Дебора вошла в кухню как раз вовремя, чтобы услышать последние слова и метнуть на дона Хулио ядовитый взгляд. Она переоделась в серую юбку, цветастую блузу, и, не заметив враждебности, хозяин плантации воскликнул:
– Вы разрываете мое сердце, сеньорита! Превосходно!
Дебора пропустила комментарий мимо ушей.
– Машина готова,– сказала она.
– Вы так быстро уезжаете? – Дон Хулио встал. – Какая жалость! С тех пор как умерла жена, я так мало вижу людей. Ну что ж. – Он похлопал Минголлу по руке. – Я горд знакомством, буду молиться за успех вашей миссии.

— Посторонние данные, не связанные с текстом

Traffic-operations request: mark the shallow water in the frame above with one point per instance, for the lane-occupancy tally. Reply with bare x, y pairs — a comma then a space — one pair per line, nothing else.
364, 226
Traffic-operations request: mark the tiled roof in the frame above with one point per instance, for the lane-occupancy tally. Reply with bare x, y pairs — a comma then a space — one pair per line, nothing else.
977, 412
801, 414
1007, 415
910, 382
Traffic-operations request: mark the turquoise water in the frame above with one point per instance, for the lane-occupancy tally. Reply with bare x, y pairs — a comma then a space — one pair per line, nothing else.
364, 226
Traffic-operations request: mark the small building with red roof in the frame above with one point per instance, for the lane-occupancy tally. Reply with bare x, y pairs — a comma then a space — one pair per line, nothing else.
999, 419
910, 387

Пока они не свернули за угол, дон Хулио стоял в дверях и махал им вслед. Поднималось солнце, и в сером свете стало видно, насколько загажен берег: помет, обломки кокосов, вдоль линии прилива кучи водорослей и заросли тины казались издалека выброшенными на песок трупами. Темное пятно «Энсорселиты» подпрыгивало за волнорезом.
Открыв водительскую дверь, Минголла вдруг вспомнил, что забыл карту.
– Сейчас вернусь, – сказал он.
Рэй, сидевший сзади между Корасон и Тулли, как будто хотел что-то сказать, но вместо этого отвернулся.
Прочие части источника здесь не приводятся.